Hiber sourit. Le gamin a de l’esprit.
— Tu es donc né sur Héliopolis ?
— Oui-da, monsieur, la veille du départ du vaisseau-colonie. Ma mère espérait accoucher sur Alvan, mais la nature en a décidé différemment. À défaut d’être le premier être humain enfanté dans la constellation d’Ophiuchus, j’ai inauguré le caisson de biostase pour nourrisson.
— Impressionnant, lâche Hiber, sincère. Eh bien, Devron, cela fait de toi l'aîné de nos guerriers, et je compte sur toi pour les sortir de là.
— Nous sommes déjà dans l’espace, monsieur, et nous rattrapons les autres navettes. Nous devrions atteindre l’atmosphère d’Alvan avant que les projectiles ne frappent la station.
Hiber se tourne vers Lannari, assise à sa droite, et lui lance une œillade entendue. En retour, les sourcils froncés, elle lui tend un terminal portable sur lequel est affichée la simulation de l’évènement en cours. D’un doigt ganté, il fait défiler les datas, s’arrête sur quelques chiffres, se concentre surtout sur les trajectoires et les effets attendus. Enfin, il relève la tête et croise la centaine de paires d’yeux braquée sur lui, dans l’attente d’informations. D’un geste de la main sur son casque, il se connecte sur le canal de l’intercom général.
— Jeunes gens, je ne vais pas vous mentir. L’objet détecté il y a quelques mois à la limite du système fonce droit sur nous, et ses intentions sont hostiles. Nous risquons d’essuyer dans quelques minutes des perturbations, mais je suis sûr que Devron saura nous mener sains et saufs jusqu’à destination (Des cris enthousiastes fusent quelques instants). Cela n’engage que moi, mais je suis certain qu’il s’agit de l’empire. Après tout, nous les attendons depuis presque vingt ans et sommes simplement surpris qu’ils aient à ce point pris leur temps. Voyons le bon côté des choses : ce délai a permis à certains d’acquérir quelques poils au menton (Quelques rires, dont le timbre de certains est vacillant.). Désolé pour vous, les filles, qui êtes parées au combat depuis longtemps (De nouveau, quelques gloussements.). Nous nous sommes durement entraînés. Nous avons renforcé nos corps et nos esprits, peaufiné notre stratégie de défense et imaginé de possibles contre-offensives. Nous savons manier les armes et nous battre, nous protéger et rester solidaires. Jeunes gens, n’oubliez jamais que la colonie compte sur nous. Les ingénieurs nous ont logés et équipés, les scientifiques nous ont nourris et dorlotés. Vos pères et mères, vos amis. Maintenant, c’est à nous de faire notre part !
Dans la navette résonne soudain un tonnerre d’applaudissements, de hurlements aigus et autres borborygmes scandés. Des casques s’entrechoquent, des semelles claquent sur le plancher. Le chahut dure quelques minutes et Hiber laisse faire ces gosses qui, peut-être, n’auront plus l’opportunité de s’exprimer ainsi de nouveau. Une fois le calme revenu il remarque, avec une véritable émotion, que certaines et certains se tiennent maintenant par la main.
— Monsieur ?
Hiber commute sur le canal du pilote.
— Devron ?
— Rentrée atmosphérique dans quelques instants. Contrairement aux horaires d’atterrissage habituellement privilégiés, nous arrivons en plein milieu d’un cycle d’activité des piliers de terraformation. Pour la faire courte, ça va pas mal secouer.
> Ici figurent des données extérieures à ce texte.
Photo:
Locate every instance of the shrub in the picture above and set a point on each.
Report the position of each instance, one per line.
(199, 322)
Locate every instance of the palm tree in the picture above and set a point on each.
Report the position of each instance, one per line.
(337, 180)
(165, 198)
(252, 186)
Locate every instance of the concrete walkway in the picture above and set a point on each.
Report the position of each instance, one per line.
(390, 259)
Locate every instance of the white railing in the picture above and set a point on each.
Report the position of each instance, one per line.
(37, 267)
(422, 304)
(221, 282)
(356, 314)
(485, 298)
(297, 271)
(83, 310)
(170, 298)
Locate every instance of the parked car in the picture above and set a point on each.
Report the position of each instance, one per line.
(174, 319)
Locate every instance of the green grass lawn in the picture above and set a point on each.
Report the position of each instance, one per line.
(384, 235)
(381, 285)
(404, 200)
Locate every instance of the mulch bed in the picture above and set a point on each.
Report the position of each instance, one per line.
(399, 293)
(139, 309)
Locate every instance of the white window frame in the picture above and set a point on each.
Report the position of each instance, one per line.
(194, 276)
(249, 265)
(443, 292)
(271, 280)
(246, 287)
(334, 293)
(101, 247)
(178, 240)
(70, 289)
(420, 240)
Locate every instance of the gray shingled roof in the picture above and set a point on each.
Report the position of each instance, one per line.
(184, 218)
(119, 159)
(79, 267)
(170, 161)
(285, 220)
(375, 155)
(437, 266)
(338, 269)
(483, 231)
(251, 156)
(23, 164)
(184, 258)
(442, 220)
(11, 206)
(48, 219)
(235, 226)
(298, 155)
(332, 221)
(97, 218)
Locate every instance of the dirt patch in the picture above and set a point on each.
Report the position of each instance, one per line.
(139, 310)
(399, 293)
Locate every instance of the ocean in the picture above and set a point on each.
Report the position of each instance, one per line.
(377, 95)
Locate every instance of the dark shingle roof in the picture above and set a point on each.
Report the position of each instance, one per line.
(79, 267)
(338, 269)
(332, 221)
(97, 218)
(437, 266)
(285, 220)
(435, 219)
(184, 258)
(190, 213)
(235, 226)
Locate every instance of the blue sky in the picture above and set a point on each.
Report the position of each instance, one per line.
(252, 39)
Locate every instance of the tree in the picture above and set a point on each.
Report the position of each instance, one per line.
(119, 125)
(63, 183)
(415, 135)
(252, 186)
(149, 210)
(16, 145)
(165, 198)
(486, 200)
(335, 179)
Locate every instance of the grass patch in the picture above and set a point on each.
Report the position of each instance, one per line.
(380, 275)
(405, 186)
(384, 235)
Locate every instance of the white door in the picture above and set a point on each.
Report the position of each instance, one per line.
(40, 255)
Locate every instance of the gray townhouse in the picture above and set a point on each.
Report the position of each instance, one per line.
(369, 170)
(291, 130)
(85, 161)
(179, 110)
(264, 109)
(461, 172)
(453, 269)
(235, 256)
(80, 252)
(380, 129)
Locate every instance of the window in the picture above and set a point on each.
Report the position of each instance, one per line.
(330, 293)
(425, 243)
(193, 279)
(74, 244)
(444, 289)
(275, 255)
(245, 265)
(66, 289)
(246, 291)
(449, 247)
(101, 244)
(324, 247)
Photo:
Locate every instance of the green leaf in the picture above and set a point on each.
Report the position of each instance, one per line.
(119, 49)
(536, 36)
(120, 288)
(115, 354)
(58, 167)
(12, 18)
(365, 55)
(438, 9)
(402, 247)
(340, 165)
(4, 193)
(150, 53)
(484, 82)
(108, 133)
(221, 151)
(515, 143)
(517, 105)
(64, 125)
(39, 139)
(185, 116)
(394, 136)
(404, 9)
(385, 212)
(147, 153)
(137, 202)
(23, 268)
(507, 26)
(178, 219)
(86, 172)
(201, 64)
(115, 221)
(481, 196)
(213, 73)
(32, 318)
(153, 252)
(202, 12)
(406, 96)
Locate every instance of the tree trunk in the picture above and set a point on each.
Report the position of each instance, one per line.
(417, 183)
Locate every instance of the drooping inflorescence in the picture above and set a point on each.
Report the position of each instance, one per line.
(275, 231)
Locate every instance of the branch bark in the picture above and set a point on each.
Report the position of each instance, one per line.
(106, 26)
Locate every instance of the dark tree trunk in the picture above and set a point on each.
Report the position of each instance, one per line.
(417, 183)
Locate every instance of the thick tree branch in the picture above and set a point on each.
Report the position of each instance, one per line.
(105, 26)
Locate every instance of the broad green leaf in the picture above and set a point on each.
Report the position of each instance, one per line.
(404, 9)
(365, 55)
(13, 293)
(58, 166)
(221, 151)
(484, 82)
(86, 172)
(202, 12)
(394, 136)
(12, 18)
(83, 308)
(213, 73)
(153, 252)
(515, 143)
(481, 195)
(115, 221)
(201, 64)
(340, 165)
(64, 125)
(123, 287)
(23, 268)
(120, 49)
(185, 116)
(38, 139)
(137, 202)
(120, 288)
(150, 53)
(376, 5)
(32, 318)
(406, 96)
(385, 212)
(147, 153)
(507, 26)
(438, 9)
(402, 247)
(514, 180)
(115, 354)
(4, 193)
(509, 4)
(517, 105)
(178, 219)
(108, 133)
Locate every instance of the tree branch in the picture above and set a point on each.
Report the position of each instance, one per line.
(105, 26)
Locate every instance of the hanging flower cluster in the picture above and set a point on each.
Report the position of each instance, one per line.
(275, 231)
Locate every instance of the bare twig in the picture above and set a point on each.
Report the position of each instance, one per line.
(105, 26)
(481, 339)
— Entendu, champion, fais de ton mieux (Il commute de nouveau sur l’intercom général de la navette.). Jeunes gens, vérifiez vos attaches, nous rentrons instamment dans le vif du sujet.
Hiber a tout juste le temps de reporter son attention sur le terminal mobile posé sur ses genoux, et de s’en saisir, avant qu’il ne tente de s’envoler. Puis la carlingue de l’appareil se met à trembler ; la structure de fuselage grince, la peau rivetée crépite, les couches d’isolants crissent et le plancher piaule ; les mousquetons fixés aux lanières se balancent et tintent, tandis que quelques casques s’entrechoquent encore — moins gaiement qu’il y a peu — et que dans les estomacs remonte la maigre collation réhydratée matinale. Les canines claquent et les guiboles grelottent lorsqu’une bourrasque boxe l’aérodyne d’un uppercut dans le nez. L’engin se redresse, le ventre exposé, convié à la culbute. Aussitôt, des caillasses esquintent la tôle, pluie solide venant du dessous. Hiber serre la mâchoire pour ne pas invectiver le pauvre gosse isolé dans le cockpit, certainement partagé entre un courage sublime et un fond de culotte atrocement moite.
Au moment où le nez de l'appareil semble enfin se réaligner avec l’angle de descente optimale, une détonation vers la queue fait sursauter l’ensemble des troupes, avant qu’un cri ne repousse le vacarme des pierrailles projetées. Lannari porte les mains à son harnais, déjà arquée vers le témoignage de souffrance, mais d’un geste du bras, Hiber lui intime de rester en place. Elle le rejette. Ses iris opalins jettent des éclairs.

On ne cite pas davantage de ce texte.